Baranski remarks that her The Good Wife role came at exactly the point when she was seeking a strong dramatic role. She recalls:
“Most of my character work has been comedic. Diane came along because after doing nine months of a Broadway farce with Mark Rylance, I said to my manager, ‘You know what would be really good for me as an actress is to play a dramatic character on a TV show, someone with authority who’s well-spoken, a professional woman. That would be a great career move.’ Lo and behold, my manager said, ‘Funny, there’s this one pilot that’s really good this season called The Good Wife’ and so here I am 10 years later. I think it’s been a gift as an actor to go from a career that was so, first of all, stage and so much comedy, to then the longest period of time I’ve worked as an actor playing one character has been in a drama rather than in a comedy. I could easily have been Leonard’s mother for 12 years every week doing The Big Bang Theory and that would’nt have stretched me as much or enriched me as much as an actress.”

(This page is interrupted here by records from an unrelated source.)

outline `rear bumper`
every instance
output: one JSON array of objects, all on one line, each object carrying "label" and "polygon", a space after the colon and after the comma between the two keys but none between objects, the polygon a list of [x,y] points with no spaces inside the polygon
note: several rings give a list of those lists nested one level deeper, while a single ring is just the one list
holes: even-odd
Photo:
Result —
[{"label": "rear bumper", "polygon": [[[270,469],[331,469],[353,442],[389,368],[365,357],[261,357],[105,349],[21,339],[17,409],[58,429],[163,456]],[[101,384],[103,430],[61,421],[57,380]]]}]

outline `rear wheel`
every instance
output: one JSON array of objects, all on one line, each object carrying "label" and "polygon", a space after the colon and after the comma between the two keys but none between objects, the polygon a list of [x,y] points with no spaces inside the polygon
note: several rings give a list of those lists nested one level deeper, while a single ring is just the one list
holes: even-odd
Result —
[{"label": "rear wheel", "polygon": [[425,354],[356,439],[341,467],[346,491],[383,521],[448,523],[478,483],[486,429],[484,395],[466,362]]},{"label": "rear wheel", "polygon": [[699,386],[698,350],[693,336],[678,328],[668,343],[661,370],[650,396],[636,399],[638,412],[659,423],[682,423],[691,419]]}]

Though it has been over a decade since Christine Baranski appeared on Broadway, she appeared on Broadway regularly throughout the 1980s, winning Tony Awards for Best Featured Actress in a Play for The Real Thing and Rumors. Baranski remarks that at one point in her career that was her career goal, explaining, “Studying at Juilliard, what I wanted was to be a great stage actress. I never had it in my head to be a film or TV actor. I didn’t think I had the face for it. Hollywood was some place that was for movie stars. I didn’t dream of a TV career. I just wanted to be on the stage. It served me well because actually now I’ve been playing the same character for 10 years and it’s my stage work that has really given me the discipline and the craft to do what I do even on film or TV.”